Nine thousand kilometers on foot or on public transport to get to know the birthplaces of the great composers: the feat of Leone Facoetti and Pietro Barcella

John

By John

An incredible feat: nine thousand kilometers to travel far and wide – on foot and by public transport – to learn about the places of origin of Italian classical and opera composers and librettists. Since April 8, Leone Facoetti and Pietro Barcella, driven by their passion for music and the desire to enhance a sometimes unknown cultural heritage, have been touring our peninsula in the footsteps of 250 musicians: 53 stages identified, some of which in Calabria and the Cosenza area.

So on 21 September they were in Montalto Uffugo, where Ruggero Leoncavallo lived, where they visited the museum dedicated to him, and the following day in Cosenza, the birthplace of Stanislao Giacomantonio.

While they were looking for their birthplace – as they say in the posts in which they promptly describe the account of their travel days – they accidentally came across the president of the Civicamica association Gilda De Caro, who willingly welcomed and spoke with the two solitary travellers. .
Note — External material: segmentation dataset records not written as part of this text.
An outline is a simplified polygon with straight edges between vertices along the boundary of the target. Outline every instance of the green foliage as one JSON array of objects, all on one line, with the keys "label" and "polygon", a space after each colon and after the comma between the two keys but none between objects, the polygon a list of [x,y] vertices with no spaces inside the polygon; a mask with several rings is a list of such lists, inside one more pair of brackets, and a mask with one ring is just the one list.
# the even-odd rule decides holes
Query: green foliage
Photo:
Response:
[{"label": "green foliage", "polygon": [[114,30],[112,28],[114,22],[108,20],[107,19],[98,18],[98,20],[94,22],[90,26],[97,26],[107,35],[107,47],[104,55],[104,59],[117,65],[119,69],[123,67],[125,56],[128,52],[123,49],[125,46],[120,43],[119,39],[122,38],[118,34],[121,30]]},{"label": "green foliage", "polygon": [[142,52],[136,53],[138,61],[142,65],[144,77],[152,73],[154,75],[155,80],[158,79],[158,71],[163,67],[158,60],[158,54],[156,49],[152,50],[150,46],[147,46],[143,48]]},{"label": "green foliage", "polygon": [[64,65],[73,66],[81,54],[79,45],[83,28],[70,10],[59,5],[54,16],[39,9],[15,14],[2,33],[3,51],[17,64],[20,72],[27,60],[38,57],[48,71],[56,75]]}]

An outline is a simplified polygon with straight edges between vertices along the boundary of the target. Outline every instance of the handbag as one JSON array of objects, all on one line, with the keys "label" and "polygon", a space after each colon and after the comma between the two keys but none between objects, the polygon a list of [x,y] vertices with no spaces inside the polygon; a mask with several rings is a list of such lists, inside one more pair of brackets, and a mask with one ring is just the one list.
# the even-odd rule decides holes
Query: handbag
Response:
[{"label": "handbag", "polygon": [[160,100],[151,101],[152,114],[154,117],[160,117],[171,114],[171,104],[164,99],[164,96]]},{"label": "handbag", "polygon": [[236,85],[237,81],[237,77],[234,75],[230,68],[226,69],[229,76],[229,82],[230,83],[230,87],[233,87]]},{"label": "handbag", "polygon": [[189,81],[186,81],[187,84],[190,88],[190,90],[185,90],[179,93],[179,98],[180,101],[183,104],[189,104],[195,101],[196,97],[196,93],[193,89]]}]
The following day they visited the Casa della Musica and the headquarters of the Conservatory of Cosenza, named after Giacomantonio, in the company of the director, Maestro Francesco Perri, and the prof. Giacomo Pellegrino, before being received by the mayor. In fact, it is customary for Facoetti and Barcella to travel with a cloth on which to affix dates and signatures of mayors or administrators delegated to culture, as proof of the route taken. A flag that symbolically unites the places of the Italian musical tradition inaugurated by Maestro Riccardo Muti. Other stops in the Cosenza province were Amantea, birthplace of the pianist and composer Alessandro Longo, and Carolei, which was the birthplace of Alfonso Rendano.

The musical itinerary of the two music lovers will end on November 29th in Bergamo, where they left, on the anniversary of Gaetano Donizzetti’s birth.